Knowledge transfer across cell lines using Hybrid Gaussian Process models with entity embedding vectors
This work addresses the problem of reducing experimental effort in biochemical process development by leveraging existing data for novel processes, which is relevant for researchers and engineers in bioprocess engineering.
This paper explores the use of embedding vectors to represent product identity in Gaussian Process regression models, enabling knowledge transfer across different biochemical processes. By learning these embedding vectors from process data, the method aims to reduce the number of experiments needed for novel processes.

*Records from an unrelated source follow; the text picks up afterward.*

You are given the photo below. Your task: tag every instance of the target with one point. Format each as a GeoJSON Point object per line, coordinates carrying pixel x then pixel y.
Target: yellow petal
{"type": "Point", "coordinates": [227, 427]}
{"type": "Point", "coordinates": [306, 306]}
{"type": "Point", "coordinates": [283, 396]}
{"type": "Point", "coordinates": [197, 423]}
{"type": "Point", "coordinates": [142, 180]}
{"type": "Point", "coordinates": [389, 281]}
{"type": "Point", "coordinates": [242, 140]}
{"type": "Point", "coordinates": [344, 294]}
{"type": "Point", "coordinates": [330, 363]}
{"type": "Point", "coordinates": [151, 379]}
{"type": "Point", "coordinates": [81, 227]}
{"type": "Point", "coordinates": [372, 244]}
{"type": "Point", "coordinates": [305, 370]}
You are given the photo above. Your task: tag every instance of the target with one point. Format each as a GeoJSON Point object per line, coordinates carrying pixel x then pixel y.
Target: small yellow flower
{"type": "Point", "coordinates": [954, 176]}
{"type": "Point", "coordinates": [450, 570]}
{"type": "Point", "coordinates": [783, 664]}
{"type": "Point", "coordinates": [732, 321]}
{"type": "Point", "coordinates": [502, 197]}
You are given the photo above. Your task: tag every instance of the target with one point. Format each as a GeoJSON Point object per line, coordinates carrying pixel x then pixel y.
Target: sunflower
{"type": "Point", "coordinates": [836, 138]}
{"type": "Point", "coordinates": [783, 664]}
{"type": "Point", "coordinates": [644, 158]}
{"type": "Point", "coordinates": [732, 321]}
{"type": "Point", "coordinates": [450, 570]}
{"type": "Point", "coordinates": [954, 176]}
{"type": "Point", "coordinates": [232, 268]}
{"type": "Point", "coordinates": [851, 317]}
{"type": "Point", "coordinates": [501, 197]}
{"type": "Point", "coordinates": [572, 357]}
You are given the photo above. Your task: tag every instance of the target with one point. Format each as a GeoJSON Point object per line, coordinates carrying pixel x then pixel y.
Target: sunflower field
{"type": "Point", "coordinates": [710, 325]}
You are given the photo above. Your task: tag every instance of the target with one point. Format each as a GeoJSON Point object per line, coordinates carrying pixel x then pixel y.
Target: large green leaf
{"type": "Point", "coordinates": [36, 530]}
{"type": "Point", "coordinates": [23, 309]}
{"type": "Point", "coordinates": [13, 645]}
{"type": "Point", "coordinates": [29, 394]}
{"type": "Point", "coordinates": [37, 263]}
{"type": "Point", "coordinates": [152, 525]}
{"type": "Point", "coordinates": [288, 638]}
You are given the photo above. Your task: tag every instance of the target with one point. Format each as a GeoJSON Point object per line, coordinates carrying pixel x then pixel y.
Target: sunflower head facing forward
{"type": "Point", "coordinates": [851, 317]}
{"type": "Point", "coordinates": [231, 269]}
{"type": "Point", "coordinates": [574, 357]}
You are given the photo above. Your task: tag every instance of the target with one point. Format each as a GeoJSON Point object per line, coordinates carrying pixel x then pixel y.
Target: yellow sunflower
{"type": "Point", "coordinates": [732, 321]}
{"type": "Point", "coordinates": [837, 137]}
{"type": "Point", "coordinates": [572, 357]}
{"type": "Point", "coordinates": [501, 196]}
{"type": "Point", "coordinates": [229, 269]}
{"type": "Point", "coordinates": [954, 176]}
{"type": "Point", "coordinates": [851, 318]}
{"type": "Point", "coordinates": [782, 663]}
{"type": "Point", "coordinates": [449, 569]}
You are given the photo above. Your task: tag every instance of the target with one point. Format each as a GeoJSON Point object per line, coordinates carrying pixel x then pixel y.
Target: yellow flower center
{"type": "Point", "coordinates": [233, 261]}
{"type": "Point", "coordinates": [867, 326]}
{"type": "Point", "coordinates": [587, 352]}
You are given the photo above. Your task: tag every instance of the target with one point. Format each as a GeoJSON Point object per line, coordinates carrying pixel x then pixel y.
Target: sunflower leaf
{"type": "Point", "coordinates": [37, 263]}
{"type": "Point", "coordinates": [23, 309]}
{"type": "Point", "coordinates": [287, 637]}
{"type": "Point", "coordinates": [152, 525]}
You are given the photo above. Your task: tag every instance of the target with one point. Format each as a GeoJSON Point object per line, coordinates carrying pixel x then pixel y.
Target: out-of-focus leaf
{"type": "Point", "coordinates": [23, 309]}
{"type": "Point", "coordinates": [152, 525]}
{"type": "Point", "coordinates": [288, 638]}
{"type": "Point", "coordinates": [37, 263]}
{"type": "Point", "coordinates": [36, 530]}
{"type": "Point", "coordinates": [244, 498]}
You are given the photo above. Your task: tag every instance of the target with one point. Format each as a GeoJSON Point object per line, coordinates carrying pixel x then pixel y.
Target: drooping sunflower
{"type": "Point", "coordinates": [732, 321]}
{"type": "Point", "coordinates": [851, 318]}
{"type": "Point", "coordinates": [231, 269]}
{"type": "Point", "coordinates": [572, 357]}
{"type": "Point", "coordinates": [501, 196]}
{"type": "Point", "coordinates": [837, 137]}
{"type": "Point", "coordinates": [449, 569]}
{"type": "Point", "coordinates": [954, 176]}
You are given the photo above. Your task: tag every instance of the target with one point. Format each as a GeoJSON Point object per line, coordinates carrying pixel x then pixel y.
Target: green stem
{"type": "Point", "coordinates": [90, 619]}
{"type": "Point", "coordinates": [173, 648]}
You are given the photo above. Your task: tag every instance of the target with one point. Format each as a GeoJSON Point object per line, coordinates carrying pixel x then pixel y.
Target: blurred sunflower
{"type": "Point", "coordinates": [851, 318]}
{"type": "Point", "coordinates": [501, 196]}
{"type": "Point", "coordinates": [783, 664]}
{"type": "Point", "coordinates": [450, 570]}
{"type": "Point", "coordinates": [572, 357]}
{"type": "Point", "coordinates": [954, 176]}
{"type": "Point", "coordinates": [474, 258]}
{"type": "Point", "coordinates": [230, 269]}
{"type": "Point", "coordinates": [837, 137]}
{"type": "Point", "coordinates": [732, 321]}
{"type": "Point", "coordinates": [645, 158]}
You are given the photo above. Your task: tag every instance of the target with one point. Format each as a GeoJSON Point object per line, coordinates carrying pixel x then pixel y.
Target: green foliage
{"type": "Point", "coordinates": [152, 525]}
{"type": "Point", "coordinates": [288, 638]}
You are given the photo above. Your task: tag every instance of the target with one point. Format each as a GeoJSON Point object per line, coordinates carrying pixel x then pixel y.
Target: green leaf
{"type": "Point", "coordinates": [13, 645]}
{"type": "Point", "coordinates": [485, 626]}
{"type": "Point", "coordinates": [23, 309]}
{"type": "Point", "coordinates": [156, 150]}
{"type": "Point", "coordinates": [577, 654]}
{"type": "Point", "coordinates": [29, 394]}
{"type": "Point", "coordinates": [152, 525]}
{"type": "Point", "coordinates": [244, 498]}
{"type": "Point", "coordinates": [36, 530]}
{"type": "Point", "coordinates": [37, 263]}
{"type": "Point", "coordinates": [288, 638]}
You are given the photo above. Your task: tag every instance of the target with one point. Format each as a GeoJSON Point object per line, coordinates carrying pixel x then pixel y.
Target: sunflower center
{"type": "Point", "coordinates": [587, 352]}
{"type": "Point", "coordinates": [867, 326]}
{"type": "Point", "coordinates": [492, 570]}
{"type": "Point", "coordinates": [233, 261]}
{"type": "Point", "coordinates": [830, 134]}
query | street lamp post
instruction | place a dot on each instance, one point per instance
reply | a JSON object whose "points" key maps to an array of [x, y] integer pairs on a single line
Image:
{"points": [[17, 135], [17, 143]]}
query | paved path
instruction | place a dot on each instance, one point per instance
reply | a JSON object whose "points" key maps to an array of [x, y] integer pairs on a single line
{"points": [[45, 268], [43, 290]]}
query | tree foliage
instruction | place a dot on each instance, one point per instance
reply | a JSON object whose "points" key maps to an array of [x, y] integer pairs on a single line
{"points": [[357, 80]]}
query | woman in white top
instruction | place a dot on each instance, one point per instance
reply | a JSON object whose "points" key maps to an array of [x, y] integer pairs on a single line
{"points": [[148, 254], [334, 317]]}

To date, a large number of experiments are performed to develop a biochemical process. The generated data is used only once, to take decisions for development. Could we exploit data of already developed processes to make predictions for a novel process, we could significantly reduce the number of experiments needed. Processes for different products exhibit differences in behaviour, typically only a subset behave similar. Therefore, effective learning on multiple product spanning process data requires a sensible representation of the product identity. We propose to represent the product identity (a categorical feature) by embedding vectors that serve as input to a Gaussian Process regression model. We demonstrate how the embedding vectors can be learned from process data and show that they capture an interpretable notion of product similarity. The improvement in performance is compared to traditional one-hot encoding on a simulated cross product learning task. All in all, the proposed method could render possible significant reductions in wet-lab experiments.